Thirty straight days


It’s already been a month since I moved from package.el to straight.el, and if it wasn’t for the constant fiddling with my Emacs configuration, I would have hardly noticed the differences in package management. A proof of the solid work behind straight.el, sure, but also a demonstration of how painless package management can be for someone who bypasses the provided UI and relies on use-package snippets to install and setup their packages.

However, with straight.el a new approach to updates is needed. First of all, I compulsively track the state of the packages I have installed, and I tend to update all of them every morning. This is an operation that follows the pulling of the latest developments on the Emacs master branch.

On the one hand, this approach could lead to breaking changes and tears of sadness. On the other hand, I like to report bugs as soon as I discover them, and hopefully help the great developers out there who make my text editing a wonder.

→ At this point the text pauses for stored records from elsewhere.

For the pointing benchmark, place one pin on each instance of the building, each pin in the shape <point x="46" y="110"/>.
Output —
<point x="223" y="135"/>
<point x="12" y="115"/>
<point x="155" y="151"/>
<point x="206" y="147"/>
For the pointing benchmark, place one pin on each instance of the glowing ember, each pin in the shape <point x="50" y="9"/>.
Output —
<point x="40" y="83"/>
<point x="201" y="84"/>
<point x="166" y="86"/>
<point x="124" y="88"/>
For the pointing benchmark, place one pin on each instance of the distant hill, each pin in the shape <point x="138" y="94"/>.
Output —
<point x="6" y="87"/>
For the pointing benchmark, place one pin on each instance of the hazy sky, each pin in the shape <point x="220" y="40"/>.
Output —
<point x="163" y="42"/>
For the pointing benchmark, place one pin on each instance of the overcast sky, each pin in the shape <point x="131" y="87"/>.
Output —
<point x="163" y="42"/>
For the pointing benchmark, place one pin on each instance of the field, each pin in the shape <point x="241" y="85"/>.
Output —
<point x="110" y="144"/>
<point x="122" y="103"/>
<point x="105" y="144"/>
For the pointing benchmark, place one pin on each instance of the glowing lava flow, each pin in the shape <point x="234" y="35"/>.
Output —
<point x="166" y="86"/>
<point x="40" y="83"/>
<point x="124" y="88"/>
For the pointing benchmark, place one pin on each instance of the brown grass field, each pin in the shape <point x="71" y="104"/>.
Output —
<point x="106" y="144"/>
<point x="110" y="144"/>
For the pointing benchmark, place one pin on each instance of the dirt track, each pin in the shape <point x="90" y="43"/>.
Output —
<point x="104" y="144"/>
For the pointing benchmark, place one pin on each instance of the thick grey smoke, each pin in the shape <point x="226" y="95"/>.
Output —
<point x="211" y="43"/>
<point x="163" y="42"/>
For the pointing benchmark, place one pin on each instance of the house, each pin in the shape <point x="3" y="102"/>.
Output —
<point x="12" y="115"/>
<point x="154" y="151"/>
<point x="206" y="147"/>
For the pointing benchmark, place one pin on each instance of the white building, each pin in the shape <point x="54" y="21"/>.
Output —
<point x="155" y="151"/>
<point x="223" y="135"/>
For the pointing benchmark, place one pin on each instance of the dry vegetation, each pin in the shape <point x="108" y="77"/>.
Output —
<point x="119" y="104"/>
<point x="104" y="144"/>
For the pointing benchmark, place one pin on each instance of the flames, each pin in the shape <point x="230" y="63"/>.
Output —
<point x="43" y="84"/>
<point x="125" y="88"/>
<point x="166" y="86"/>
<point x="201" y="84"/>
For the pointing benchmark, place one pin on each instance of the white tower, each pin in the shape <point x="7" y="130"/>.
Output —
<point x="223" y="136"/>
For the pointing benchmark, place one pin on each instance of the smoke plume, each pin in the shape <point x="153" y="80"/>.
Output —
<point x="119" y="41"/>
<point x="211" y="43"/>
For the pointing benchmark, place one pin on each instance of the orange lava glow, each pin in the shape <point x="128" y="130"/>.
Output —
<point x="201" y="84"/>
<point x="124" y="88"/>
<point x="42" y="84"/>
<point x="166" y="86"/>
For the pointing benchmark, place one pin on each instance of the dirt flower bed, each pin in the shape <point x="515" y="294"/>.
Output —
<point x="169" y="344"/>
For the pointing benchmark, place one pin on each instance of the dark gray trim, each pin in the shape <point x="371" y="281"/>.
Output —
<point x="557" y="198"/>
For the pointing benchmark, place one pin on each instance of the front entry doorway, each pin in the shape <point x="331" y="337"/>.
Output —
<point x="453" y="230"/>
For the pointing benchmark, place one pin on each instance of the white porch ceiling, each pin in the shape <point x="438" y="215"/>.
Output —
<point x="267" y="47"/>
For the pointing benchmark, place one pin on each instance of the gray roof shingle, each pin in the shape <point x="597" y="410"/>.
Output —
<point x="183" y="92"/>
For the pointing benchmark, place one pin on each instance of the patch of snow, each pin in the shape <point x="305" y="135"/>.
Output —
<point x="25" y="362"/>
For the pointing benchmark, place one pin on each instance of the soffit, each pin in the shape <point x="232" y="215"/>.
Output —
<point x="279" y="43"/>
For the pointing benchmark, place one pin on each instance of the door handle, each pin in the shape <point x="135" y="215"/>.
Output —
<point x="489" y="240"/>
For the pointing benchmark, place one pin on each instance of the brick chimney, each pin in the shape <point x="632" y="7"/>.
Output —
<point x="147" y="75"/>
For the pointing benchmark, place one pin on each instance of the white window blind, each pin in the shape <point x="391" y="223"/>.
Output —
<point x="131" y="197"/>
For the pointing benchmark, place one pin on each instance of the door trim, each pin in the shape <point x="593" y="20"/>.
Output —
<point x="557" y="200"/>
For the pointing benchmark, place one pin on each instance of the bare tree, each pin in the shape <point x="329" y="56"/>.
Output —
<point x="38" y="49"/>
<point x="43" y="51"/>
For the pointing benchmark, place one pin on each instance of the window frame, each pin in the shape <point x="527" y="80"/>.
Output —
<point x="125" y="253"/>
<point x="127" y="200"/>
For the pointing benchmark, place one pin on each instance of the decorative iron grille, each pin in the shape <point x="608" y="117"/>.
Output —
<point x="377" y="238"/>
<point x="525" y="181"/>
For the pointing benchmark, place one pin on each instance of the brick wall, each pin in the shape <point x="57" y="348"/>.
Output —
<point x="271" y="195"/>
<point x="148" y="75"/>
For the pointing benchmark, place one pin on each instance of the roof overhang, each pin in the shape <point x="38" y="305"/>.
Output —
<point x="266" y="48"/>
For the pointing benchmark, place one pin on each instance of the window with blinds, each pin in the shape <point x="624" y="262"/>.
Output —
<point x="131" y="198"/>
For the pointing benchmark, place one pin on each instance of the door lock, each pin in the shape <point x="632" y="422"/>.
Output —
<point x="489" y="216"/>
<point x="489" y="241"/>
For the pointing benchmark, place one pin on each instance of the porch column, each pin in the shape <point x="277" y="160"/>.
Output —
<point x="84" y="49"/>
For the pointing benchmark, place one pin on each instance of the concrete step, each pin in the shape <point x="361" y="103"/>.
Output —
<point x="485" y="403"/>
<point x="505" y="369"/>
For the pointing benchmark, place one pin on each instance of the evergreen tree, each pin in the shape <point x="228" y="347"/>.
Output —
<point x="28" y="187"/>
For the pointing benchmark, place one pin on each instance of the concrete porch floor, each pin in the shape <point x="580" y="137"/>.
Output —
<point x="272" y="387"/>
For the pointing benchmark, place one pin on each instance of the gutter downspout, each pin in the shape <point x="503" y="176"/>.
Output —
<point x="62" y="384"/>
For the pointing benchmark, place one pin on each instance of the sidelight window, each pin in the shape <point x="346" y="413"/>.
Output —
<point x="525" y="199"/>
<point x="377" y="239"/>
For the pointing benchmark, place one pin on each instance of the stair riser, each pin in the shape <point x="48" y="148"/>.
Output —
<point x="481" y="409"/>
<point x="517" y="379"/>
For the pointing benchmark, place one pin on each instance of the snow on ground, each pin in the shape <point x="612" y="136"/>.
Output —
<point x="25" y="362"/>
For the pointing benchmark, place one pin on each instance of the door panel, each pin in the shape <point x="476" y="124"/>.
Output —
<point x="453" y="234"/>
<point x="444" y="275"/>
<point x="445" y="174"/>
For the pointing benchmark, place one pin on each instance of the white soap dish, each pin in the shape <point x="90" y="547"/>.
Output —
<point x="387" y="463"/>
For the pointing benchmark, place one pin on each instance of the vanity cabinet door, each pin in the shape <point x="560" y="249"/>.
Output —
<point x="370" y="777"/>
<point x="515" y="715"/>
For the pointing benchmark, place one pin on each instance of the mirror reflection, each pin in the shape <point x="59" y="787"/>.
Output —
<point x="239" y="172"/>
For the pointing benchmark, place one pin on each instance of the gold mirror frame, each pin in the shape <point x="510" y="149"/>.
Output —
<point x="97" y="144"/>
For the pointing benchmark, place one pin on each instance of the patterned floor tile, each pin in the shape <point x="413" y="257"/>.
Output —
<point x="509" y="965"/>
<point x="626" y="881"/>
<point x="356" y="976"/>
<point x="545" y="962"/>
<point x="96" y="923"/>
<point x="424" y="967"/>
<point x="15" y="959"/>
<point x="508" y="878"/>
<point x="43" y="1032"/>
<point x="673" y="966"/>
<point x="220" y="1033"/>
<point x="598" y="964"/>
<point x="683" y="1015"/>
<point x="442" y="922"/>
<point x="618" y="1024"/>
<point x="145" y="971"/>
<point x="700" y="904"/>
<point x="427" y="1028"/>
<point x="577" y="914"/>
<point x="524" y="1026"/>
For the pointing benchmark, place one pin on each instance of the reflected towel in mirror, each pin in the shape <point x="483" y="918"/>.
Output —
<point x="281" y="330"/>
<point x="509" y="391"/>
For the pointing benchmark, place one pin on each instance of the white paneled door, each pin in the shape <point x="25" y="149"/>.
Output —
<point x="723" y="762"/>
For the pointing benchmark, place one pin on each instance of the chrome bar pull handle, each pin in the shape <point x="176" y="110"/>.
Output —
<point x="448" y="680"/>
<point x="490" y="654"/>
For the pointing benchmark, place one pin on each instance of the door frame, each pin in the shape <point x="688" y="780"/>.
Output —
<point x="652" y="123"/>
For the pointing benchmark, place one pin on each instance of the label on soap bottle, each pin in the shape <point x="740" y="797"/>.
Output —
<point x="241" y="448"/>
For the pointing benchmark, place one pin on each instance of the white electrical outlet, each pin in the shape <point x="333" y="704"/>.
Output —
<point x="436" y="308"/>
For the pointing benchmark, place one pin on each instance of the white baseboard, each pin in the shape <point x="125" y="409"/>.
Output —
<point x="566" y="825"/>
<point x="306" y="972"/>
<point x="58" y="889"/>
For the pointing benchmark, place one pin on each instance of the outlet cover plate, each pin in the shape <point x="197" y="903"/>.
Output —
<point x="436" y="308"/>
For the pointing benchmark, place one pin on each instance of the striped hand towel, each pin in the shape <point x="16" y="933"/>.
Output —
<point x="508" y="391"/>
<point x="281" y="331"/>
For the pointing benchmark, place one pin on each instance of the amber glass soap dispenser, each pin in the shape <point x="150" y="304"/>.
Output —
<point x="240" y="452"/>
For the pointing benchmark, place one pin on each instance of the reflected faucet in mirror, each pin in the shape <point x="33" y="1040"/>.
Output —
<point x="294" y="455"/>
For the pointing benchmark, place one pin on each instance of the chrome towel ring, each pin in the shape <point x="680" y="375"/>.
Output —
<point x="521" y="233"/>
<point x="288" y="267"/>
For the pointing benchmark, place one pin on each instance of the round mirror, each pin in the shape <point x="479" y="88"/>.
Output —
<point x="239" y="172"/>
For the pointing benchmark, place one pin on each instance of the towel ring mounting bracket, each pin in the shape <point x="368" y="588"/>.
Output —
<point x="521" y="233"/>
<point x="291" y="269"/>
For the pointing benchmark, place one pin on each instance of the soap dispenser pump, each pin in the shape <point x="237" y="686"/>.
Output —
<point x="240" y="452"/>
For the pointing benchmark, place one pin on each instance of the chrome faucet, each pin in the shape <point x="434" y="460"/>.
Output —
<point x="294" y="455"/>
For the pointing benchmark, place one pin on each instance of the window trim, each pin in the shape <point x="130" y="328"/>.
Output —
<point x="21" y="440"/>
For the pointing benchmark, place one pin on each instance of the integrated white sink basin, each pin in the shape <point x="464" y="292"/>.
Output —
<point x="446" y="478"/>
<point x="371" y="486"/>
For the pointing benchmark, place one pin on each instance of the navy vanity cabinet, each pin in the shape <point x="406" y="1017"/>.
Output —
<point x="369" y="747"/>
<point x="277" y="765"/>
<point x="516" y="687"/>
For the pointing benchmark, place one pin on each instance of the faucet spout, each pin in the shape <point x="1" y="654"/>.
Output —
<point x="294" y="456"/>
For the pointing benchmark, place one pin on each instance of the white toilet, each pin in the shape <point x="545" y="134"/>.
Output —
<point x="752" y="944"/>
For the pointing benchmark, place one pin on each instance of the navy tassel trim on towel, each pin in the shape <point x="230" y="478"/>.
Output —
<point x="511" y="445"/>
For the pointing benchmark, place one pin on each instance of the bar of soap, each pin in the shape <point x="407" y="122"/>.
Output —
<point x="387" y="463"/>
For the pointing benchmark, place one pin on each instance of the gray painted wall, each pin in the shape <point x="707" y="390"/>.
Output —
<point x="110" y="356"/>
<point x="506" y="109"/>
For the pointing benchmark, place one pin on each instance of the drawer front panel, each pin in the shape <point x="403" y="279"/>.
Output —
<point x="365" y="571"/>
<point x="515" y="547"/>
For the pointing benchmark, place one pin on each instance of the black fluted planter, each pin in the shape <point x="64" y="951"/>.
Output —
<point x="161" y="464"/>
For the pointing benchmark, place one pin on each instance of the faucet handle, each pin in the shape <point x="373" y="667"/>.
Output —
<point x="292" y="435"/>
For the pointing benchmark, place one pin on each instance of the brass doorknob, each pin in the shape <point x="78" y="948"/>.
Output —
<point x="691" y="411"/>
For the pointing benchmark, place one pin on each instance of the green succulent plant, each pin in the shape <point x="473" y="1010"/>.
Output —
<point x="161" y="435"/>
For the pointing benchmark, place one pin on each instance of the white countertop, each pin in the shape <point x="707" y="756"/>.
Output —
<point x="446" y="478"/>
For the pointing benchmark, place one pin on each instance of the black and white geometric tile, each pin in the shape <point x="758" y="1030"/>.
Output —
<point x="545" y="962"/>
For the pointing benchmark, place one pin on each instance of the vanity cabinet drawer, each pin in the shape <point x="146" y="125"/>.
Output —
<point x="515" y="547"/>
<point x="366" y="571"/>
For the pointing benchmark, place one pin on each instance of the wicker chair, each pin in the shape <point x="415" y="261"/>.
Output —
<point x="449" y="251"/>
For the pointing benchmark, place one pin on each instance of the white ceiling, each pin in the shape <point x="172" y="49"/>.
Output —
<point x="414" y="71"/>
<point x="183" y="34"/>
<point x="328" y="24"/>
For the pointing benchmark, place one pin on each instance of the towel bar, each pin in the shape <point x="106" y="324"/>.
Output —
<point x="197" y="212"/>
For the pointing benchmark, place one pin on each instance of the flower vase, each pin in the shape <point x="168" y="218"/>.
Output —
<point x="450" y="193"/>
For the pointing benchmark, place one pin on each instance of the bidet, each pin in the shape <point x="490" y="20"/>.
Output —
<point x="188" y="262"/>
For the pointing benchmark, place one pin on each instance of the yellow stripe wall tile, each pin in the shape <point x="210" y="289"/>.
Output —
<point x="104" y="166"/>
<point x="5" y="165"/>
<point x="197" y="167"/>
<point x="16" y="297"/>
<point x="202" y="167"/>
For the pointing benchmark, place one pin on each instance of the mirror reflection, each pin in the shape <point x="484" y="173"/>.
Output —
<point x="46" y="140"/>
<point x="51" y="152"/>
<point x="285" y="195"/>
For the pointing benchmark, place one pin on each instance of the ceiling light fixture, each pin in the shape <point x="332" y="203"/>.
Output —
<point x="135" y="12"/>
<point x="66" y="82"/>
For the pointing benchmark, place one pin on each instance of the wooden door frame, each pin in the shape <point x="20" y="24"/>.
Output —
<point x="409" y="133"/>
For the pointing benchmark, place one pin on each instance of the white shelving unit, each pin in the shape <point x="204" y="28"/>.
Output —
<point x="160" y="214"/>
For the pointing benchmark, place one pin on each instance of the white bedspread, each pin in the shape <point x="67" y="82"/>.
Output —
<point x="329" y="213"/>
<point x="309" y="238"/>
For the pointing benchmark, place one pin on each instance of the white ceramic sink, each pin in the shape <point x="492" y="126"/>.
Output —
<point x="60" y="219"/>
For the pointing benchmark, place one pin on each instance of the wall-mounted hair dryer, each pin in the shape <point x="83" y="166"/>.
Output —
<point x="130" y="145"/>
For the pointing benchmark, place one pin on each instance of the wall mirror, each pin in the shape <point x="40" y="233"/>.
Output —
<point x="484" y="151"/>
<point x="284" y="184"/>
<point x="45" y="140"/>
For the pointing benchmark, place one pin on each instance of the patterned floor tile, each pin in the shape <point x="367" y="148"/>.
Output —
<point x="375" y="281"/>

Considering how vital to my computing Emacs is, this may sound like complete madness, I know. In my defence, I mostly rely on stable and long-term support software on my computer. Emacs is just the special kind of madness that drags me to it in spite of the risks. Furthermore, as I wrote last time, straight.el makes it easier to revert to a previous unbroken version of a package, so I can find a functional environment without too much of a hassle.

In my package.el days, package updating was handled by Paradox. In a matter of a couple of key bindings, it took care of notifying me about new versions and installing the selected updates. straight.el is less fancy, though. It provides the necessary commands to install and update a package, as well as the big brother that will pull every package in, but all the UI it offers is the user’s completing-read framework—ivy-read in my case.

Well, like the first line of the README says, straight.el is a tool for the Emacs hacker, so let’s play with it. All I had to do to get a more interactive user experience when updating packages was devising a small wrapper around straight.el’s facilities.

(defun mu-straight-pull-or-prune (&optional prune)
  "Update all available packages via `straight'.
With PRUNE, prune the build cache and the build directory."
  (interactive "P")
  (if prune
      (when (y-or-n-p "Prune build cache and build directory?")
        (straight-prune-build-cache)
        (straight-prune-build-directory))
    (when (y-or-n-p "Update all available packages?")
      (straight-pull-all))))

(bind-key* "<f7>" #'mu-straight-pull-or-prune)

Pretty straightforward, isn’t it? (Pun intended.)